Even before I arrived in the Veneto last summer, I'd heard from friends in Rome about the sale of the Villa Emo. It was a tragedy, a scandal, an outrage. From a distance (both geographical and social), it was hard to grasp the depth of feeling that this not-so-simple real estate transaction had provoked. But then again, most of us aren't about to sell a house that has been in our family for half a millennium. I'd read the story of how the twenty-seven-year-old Leonardo Emo had commissioned Palladio to build him a villa on his estate in Fanzolo, about thirty miles north of Venice, on the occasion of his marriage to Cornalia Grimani in 1565. Leonardo died young, at fifty-four, in one of the horrendous plagues that swept through Venice at the end of the sixteenth century, and in his will, he gave his wife permission to sell any property if she had to, adding, "but I beg that no part of the villa in Fanzolo be sold." Here was a man in love with a house. For almost five hundred years, his request was honoreduntil the present Count Emo decided that he could no longer afford the upkeep (he'd tried opening a restaurant in one wing and guest rooms in another) and sold it to a bank. The family had attempted to reason with him, had offered to buy it from him, but the deed had been done. And so, to see what the fuss was all about, this was the villa I decided to visit first.

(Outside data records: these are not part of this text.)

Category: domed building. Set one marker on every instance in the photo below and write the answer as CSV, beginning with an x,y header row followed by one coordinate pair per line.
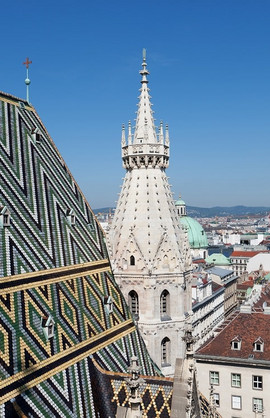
x,y
218,260
196,234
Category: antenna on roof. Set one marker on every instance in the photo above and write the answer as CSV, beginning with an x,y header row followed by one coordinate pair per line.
x,y
27,80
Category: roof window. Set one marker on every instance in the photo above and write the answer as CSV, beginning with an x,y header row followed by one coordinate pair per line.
x,y
4,216
71,217
108,302
36,135
236,343
47,324
258,345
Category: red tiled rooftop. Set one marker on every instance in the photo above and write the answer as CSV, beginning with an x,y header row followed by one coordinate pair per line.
x,y
249,327
247,254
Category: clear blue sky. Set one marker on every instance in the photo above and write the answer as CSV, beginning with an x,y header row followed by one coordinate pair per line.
x,y
209,64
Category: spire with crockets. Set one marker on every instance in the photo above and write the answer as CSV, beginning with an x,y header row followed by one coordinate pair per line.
x,y
145,148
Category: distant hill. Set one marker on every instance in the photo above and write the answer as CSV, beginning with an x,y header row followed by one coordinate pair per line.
x,y
227,211
195,211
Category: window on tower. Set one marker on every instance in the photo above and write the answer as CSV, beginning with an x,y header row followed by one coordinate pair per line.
x,y
165,305
133,303
165,352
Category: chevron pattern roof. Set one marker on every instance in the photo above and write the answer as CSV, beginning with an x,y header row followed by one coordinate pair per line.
x,y
59,303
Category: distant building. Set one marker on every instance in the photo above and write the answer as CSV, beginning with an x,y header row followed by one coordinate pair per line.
x,y
196,234
207,307
218,260
240,257
236,363
228,279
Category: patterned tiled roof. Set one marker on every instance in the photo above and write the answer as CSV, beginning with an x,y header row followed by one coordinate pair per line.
x,y
249,328
53,266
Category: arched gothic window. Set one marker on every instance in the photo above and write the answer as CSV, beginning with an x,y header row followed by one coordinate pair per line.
x,y
133,303
165,351
165,304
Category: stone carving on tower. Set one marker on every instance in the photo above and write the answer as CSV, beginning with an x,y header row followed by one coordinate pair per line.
x,y
149,249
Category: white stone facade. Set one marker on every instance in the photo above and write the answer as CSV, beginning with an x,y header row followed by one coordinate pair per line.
x,y
149,250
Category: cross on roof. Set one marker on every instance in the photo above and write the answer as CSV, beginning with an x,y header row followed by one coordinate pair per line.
x,y
27,62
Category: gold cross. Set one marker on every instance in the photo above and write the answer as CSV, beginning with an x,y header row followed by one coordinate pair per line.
x,y
27,62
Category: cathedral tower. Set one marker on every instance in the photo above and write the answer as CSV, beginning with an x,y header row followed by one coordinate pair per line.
x,y
149,249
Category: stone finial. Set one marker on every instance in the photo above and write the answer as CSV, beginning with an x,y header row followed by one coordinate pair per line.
x,y
161,135
129,133
133,383
123,136
167,139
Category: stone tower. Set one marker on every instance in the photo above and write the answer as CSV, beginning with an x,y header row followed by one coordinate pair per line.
x,y
149,249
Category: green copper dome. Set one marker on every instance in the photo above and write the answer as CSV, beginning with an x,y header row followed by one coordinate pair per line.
x,y
180,202
196,234
218,259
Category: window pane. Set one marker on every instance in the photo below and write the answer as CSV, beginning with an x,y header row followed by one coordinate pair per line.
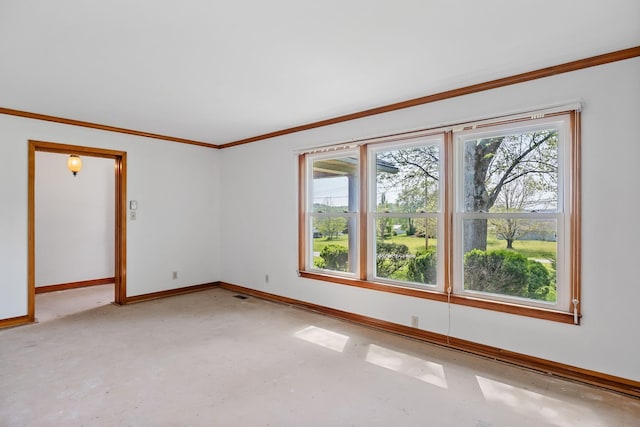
x,y
512,173
406,249
407,180
334,186
333,244
517,259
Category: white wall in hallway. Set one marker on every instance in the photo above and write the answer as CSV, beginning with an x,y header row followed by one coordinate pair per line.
x,y
75,219
178,190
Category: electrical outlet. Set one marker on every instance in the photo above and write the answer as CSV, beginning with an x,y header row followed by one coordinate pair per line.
x,y
414,321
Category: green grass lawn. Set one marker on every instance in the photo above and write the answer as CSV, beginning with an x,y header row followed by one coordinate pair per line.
x,y
536,249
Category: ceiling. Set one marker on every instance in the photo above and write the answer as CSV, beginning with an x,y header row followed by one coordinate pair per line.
x,y
218,71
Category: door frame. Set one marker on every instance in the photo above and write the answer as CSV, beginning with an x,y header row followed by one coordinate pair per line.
x,y
120,171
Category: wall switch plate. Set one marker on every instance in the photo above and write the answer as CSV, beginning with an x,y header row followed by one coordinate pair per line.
x,y
414,321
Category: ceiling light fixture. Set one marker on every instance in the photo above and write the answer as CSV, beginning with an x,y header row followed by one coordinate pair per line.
x,y
74,163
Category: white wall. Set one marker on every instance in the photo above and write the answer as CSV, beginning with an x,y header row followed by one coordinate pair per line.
x,y
75,219
177,187
259,199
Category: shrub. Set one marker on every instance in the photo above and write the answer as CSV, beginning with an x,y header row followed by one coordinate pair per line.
x,y
423,268
390,257
334,257
501,272
539,280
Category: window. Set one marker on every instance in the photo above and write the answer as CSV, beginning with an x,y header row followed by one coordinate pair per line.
x,y
510,212
406,212
333,212
483,215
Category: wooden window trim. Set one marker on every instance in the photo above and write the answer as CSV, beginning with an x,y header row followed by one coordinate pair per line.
x,y
573,263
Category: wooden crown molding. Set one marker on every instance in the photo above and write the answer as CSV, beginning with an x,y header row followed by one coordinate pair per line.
x,y
467,90
579,64
72,122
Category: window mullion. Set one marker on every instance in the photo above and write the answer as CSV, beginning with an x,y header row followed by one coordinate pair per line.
x,y
447,209
363,214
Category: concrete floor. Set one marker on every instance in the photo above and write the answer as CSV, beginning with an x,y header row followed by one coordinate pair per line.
x,y
210,359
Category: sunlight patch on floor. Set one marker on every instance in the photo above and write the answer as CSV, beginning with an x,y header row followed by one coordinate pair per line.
x,y
323,337
423,370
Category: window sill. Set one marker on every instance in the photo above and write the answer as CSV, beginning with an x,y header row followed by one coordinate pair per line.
x,y
503,307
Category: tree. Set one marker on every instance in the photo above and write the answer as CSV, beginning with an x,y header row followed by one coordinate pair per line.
x,y
383,223
330,226
490,164
515,197
416,181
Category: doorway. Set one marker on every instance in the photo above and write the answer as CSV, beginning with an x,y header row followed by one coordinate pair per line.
x,y
119,158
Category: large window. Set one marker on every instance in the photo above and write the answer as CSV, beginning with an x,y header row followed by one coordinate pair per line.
x,y
405,212
483,215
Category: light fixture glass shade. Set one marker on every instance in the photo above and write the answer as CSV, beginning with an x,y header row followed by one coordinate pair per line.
x,y
74,163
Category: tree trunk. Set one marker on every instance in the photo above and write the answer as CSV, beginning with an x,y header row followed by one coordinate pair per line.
x,y
477,159
475,235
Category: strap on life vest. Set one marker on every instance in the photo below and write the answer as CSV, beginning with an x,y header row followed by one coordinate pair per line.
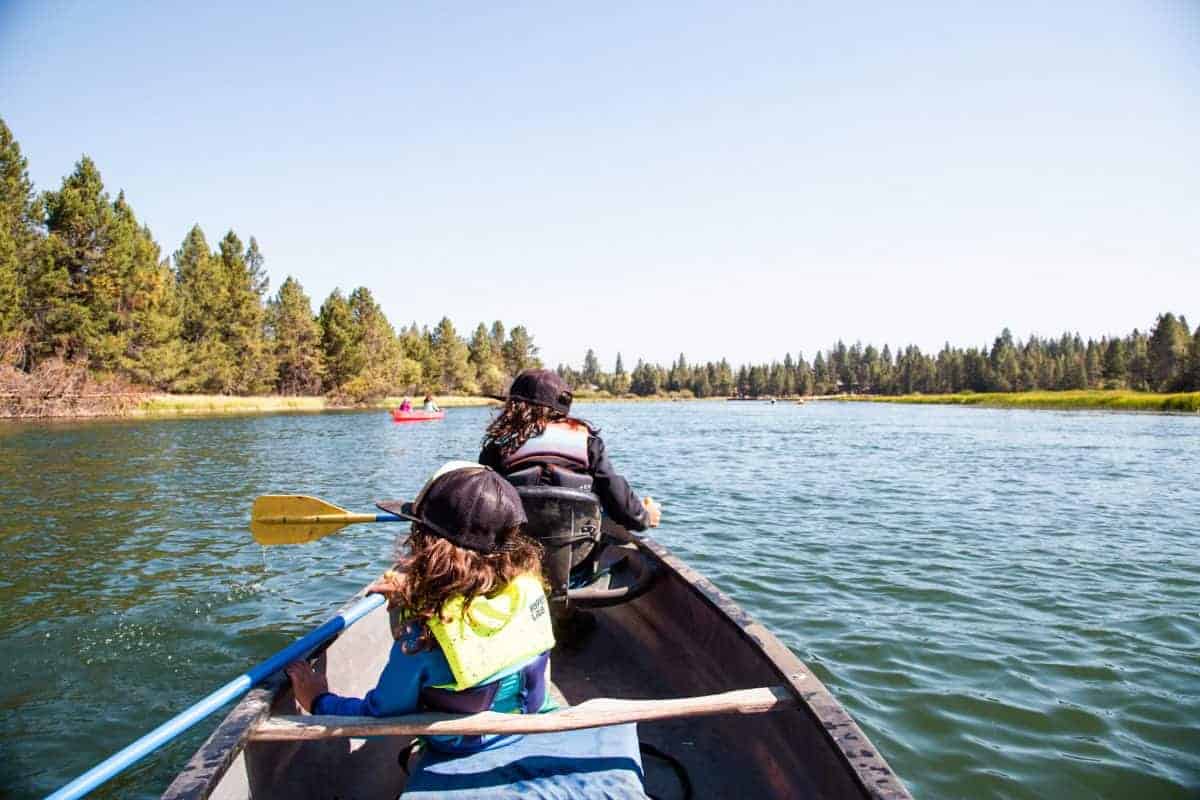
x,y
564,443
493,633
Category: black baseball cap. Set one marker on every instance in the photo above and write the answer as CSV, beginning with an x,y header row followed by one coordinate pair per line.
x,y
543,388
467,504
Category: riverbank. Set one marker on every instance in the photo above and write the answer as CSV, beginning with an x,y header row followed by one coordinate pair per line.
x,y
1098,400
217,404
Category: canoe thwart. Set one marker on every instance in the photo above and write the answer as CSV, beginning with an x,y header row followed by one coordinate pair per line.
x,y
591,714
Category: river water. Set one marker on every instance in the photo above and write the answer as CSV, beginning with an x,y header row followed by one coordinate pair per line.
x,y
1006,600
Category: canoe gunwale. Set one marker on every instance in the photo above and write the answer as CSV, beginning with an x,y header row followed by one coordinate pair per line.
x,y
859,755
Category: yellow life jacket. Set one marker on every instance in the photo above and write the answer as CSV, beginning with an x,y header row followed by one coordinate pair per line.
x,y
493,633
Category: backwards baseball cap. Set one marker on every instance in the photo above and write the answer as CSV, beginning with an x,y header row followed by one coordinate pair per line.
x,y
543,388
466,504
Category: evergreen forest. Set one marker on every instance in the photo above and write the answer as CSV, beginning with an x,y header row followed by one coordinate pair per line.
x,y
90,304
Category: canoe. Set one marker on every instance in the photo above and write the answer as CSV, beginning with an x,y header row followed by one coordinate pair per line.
x,y
417,415
681,637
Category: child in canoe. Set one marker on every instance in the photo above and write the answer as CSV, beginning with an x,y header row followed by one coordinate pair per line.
x,y
473,633
465,560
535,435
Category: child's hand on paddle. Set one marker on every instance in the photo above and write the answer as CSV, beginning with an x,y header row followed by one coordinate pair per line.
x,y
653,512
388,584
306,684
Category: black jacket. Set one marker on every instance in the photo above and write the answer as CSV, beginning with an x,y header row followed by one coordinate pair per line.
x,y
616,495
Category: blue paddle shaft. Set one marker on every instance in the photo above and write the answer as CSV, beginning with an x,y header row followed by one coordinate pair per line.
x,y
237,687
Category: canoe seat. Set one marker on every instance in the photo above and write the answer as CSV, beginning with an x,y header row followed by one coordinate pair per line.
x,y
594,763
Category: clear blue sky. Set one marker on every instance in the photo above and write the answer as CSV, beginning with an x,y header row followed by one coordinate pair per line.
x,y
721,179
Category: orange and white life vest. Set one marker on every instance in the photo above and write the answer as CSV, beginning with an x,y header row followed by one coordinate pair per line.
x,y
563,443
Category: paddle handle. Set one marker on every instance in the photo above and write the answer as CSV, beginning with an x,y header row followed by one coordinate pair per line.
x,y
589,714
328,518
237,687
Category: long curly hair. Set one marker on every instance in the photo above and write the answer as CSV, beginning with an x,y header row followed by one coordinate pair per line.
x,y
433,570
516,423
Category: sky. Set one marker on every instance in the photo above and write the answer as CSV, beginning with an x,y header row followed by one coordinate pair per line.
x,y
737,180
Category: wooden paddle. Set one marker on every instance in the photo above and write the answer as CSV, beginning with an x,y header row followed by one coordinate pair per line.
x,y
591,714
298,518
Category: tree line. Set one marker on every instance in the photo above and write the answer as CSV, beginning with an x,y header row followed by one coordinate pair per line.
x,y
1167,359
83,282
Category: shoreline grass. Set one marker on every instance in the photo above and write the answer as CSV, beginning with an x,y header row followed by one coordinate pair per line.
x,y
1079,400
219,404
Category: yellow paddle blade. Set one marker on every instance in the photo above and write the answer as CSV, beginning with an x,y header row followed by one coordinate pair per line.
x,y
298,518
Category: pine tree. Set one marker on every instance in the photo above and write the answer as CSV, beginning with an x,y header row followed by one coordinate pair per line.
x,y
243,322
18,241
520,352
487,362
1168,352
591,372
295,338
340,343
383,366
154,353
1191,382
1115,364
621,384
451,359
203,300
73,288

Immediately, I noticed the elegant simplicity of the villa's facade. It is a dignified, masculine house, almost without any detail apart from the pediment, which sits on four gigantic Doric pillars at the top of what you'd expect to be a flight of steps. But as I got closer I saw that, instead of steps, I was about to walk up a broad, two-tiered stone ramp. Why, I wondered, did Palladio do this? Maybe it was an equestrian ramp that would allow riders to dismount at the front door? Or possibly it was a place to dry grain? Or to roll barrels up into the house? Or, most likely, he just wanted to design a spectacular ceremonial entrance to the villa. And if that was his intention, boy did he succeed. I stood at the top of the ramp, looked back down at the gardens and beyond them to the endless fields bordered by poplars shivering in the breeze, and way in the distance I saw a sliver of water shining like mercury in the sunlight.
For all their neoclassical grandeur, these villas were really part of working farms, not unlike the plantations of the antebellum South. The main house at the Villa Emo, with its exuberant frescoes, trompe l'oeil doorways, and sky-high ceilings, was obviously intended for entertaining (and blowing the minds of) visitors, but what about the two long arcaded wings (barchessa) that extend from each side? Aesthetically, they are the ideal balance to the central cube, with their perfectly proportioned square dovecotes at each end. But if you look at them more closely, you realize that with their lack of decoration and height, they are really just elongated barns. The Emos were one of the oldest and richest families in Venice, but by the beginning of the sixteenth century, no longer content with their palazzo in the city, they were eager to acquire a country estate in the Veneto. Wheat and millet were the traditional crops of this part of Italy, but Leonardo Emo introduced the cultivation of granturco (corn)a far more profitable staple, which incidentally led to the invention of polenta.